Even if you don’t use Facebook, you and the business you support might nonetheless be on the front lines of the war against the bot apocalypse.
Bots scale. Humans don’t. That’s at the core of Facebook’s data breach. That’s because the initial breach wasn’t a breach at all. A researcher paid a group of Facebook users to take a personality test and to share personal information … a perfectly legal transaction.
Then came the bots, in the form of a crawler that, starting with this list of identified Facebook users, navigated their networks so as to harvest information from 50 million users who hadn’t given their permissions.
This is the nature of social networks: They are networks, which means that from any node you can navigate to any other node.
If the aforementioned researcher were to personally try to harvest data from 50 million connected Facebook subscribers, my back-of-the-envelope calculations say Facebook would have ceased to exist centuries before he finished the job.
But add bots to the mix and you get a very different result. They can crawl the nodes of a network orders of magnitude more quickly than a human can. That’s how they’re able to harvest personal information from millions after only receiving permission from a relative handful. Facebook purportedly disabled the ability to harvest friend data from its API in 2015. All this means is that instead of invoking the API, bots have to screen-scrape instead, which in turn means the bot is impersonating a human being.
Add this: Like it or not, we’re rapidly mastering the discipline predicted in Isaac Asimov’s Foundation Trilogy. He called it “psychohistory,” and its practitioners knew so much about human psychology that they could manipulate people to do just about anything. Asimov optimistically made psychohistorians a secret, benevolent group. Unsurprisingly, our actual psychohistorians are using their techniques to create robotic human impersonators that manipulate actual humans more for power and profit than the greater good.
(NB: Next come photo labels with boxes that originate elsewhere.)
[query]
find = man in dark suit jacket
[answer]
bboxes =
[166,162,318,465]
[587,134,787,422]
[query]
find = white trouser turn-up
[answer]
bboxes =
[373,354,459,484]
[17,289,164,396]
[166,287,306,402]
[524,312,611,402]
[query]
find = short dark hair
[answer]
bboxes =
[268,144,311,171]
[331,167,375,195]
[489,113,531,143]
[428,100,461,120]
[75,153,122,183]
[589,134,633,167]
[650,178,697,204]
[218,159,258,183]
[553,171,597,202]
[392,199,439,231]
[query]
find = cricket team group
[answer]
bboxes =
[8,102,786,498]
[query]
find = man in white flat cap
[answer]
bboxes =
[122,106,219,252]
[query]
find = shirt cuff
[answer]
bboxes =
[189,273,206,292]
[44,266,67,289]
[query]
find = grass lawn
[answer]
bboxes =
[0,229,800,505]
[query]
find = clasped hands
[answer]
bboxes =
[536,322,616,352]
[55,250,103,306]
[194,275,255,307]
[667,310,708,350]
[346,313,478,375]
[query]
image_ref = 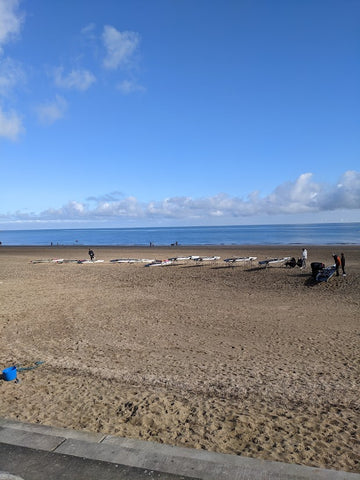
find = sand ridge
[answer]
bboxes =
[0,246,360,472]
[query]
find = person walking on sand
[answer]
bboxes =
[340,253,346,277]
[333,253,341,277]
[301,248,307,268]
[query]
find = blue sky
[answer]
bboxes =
[0,0,360,229]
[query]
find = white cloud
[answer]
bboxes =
[0,0,23,54]
[36,95,67,125]
[102,25,140,70]
[2,171,360,222]
[117,80,146,95]
[54,67,96,91]
[0,107,24,140]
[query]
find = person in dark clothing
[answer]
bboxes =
[340,253,346,277]
[333,253,341,277]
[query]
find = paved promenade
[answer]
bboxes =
[0,419,360,480]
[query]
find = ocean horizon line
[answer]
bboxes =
[0,222,360,247]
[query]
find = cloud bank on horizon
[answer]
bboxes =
[0,171,360,224]
[0,0,360,228]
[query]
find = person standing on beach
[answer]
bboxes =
[301,248,307,268]
[333,253,341,277]
[340,253,346,277]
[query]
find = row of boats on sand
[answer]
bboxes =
[30,255,336,283]
[30,255,290,267]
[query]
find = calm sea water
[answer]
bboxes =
[0,223,360,246]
Why would we expect anything else?
If you’re wearing your business/IT priority-setter hat right now, my best advice is, sadly enough, don’t unilaterally disarm. Your competitors are, or soon will take advantage of these techniques and technologies to sell more products and services. From this perspective you’re in an arms race. If you aren’t actively monitoring developments in these area and working with the business strategy team to see how you can profit from them, it won’t be long before you’re replaced by someone who understands these matters.
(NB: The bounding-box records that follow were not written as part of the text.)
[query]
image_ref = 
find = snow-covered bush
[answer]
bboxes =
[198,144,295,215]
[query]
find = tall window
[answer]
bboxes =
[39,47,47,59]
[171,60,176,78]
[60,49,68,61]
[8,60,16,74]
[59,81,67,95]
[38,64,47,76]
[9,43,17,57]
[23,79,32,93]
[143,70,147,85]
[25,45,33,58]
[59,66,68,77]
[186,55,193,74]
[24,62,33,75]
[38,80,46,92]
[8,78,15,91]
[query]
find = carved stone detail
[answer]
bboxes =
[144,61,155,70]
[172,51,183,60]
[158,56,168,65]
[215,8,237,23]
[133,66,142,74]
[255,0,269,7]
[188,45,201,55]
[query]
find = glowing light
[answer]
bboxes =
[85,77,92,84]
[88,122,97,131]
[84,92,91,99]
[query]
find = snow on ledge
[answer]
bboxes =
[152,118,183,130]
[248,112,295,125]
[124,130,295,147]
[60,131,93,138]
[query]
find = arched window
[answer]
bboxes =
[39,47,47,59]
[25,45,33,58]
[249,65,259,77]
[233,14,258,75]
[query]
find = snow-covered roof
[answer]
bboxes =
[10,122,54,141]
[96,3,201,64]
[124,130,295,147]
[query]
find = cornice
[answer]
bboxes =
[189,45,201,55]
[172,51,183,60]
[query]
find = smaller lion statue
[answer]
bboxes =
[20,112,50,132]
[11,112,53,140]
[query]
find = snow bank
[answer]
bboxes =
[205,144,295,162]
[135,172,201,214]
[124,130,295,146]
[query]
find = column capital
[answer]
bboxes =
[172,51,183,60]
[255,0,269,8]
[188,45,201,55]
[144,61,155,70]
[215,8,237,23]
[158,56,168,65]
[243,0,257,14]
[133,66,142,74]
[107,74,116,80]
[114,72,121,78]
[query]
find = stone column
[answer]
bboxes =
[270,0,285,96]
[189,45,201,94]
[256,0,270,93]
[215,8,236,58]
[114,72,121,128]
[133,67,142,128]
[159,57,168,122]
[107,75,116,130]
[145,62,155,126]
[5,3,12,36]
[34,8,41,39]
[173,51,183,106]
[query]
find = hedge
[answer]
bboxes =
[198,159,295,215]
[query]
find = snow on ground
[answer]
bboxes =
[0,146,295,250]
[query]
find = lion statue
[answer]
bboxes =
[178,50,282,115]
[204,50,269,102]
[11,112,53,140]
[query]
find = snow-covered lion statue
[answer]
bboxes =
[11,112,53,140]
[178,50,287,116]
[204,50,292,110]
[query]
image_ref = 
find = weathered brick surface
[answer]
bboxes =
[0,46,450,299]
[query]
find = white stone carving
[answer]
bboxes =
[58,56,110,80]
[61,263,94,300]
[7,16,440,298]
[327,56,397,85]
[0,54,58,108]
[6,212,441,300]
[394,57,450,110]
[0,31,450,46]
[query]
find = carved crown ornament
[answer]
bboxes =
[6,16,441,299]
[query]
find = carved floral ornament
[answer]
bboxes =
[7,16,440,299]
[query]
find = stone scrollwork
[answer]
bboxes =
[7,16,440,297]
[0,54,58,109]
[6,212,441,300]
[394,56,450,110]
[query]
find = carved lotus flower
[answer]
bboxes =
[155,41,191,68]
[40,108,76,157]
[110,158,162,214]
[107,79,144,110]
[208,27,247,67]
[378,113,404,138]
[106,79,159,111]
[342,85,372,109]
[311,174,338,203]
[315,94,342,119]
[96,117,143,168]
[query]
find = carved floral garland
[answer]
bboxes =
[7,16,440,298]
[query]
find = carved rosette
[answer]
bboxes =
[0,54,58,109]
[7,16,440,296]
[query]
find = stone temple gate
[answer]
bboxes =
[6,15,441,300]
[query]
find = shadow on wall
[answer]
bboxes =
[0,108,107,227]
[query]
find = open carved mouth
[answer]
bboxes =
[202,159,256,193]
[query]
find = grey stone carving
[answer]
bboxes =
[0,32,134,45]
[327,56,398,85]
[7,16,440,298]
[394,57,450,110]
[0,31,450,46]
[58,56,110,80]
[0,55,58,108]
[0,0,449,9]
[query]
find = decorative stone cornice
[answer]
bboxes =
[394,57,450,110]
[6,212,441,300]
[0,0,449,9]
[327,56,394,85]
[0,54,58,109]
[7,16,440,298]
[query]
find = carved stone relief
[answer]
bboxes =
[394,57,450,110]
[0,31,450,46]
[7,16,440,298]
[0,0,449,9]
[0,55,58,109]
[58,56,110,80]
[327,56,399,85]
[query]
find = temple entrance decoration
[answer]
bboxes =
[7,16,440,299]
But if you’re wearing your human-who-doesn’t-want-the-bot-apocalypse hat, you might why Facebook, which is investing heavily in artificial intelligence research and development, doesn’t devote more of its R&D budget to bot detection … like, for example, any of it?
My guess: Facebook is investing heavily in human impersonation. It’s in the bot business … chatbot technology, for example … so why would it also develop bot detection technology?
Especially when its customers … businesses … see direct financial benefits from being able to deploy convincing chatbots and other human impersonations and no obvious profit from detecting such things.
Because make no mistake about it, you might be a Facebook user, but you aren’t a Facebook customer. Facebook follows the standard media business model. As pointed out in this space back in 2002 in the context of newpapers and television, when it comes to most media, you aren’t the customer. You’re the product. And in the world of business, it’s the customer who’s always right.
Products like us enjoy no such privileges.